The children themselves belong to an indigenous community, and their knowledge of the region may have helped them survive in the jungle after the crash. Her grandmother Fátima Valencia mostly trusted her eldest sister. “She was always like her mother, she took the others to the forest,” she said recently on the radio station La FM. “She knows the plants and fruits. We indigenous people learn from an early age which ones are edible and which ones aren’t.” The children of the indigenous Huitoto or Witoto people learn to hunt, fish and gather edible plants at an early age. However, snakes, jaguars, cougars and other predators also live in the area of ​​the crash. There are also armed drug gangs active there.

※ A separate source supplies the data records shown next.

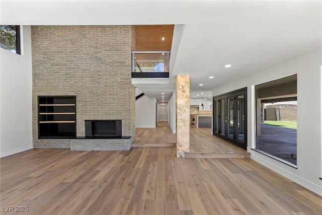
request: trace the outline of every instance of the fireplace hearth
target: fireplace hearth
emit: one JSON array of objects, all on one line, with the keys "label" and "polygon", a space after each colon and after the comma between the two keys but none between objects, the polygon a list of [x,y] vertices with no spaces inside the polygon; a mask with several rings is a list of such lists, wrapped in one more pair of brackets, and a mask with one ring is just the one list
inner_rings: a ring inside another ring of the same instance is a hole
[{"label": "fireplace hearth", "polygon": [[94,138],[122,137],[122,120],[85,120],[85,135]]}]

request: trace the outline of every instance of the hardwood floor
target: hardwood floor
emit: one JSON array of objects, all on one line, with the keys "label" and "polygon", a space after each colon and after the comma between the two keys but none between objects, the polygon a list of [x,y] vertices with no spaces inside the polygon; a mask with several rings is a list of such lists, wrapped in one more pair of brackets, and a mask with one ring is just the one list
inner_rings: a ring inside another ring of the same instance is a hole
[{"label": "hardwood floor", "polygon": [[26,214],[322,214],[321,196],[251,159],[175,154],[162,147],[8,156],[1,206],[28,206]]},{"label": "hardwood floor", "polygon": [[190,152],[186,158],[250,158],[250,153],[211,134],[209,128],[190,127]]},{"label": "hardwood floor", "polygon": [[176,135],[167,121],[159,121],[155,128],[136,128],[133,147],[176,146]]}]

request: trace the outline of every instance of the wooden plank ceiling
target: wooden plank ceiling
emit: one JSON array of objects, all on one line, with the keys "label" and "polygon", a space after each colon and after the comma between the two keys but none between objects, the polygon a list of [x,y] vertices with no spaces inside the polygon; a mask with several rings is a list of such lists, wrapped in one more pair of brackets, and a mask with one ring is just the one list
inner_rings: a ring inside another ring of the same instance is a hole
[{"label": "wooden plank ceiling", "polygon": [[[171,51],[174,25],[135,26],[135,51]],[[165,40],[162,38],[165,38]]]}]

The army used sniffer dogs, helicopters and satellite images for the search operation. In addition, 10,000 leaflets were dropped over the area calling on the children in Spanish and their indigenous language to stay where they are. A message was broadcast over loudspeakers in the jungle, in which the children’s grandmother called on them not to move further from the crash site so that the soldiers could find them.

The case is reminiscent of the German-Peruvian Juliane Koepcke, who survived a plane crash in the Peruvian rainforest in 1971 and was rescued ten days later. Since her parents were biologists doing research in the Amazon region, the then 17-year-old was familiar with the area and was able to make her way to a river, where she was finally found by forest workers.

According to media reports, the children in Colombia were with their mother on the way to their father, who had fled the region after constant threats from a splinter group of the guerrilla organization FARC. Although the security situation has improved after the 2016 peace agreement between the government and FARC, parts of the South American country are still controlled by illegal groups. Indigenous peoples, social activists and environmentalists in particular are repeatedly targeted by criminal gangs.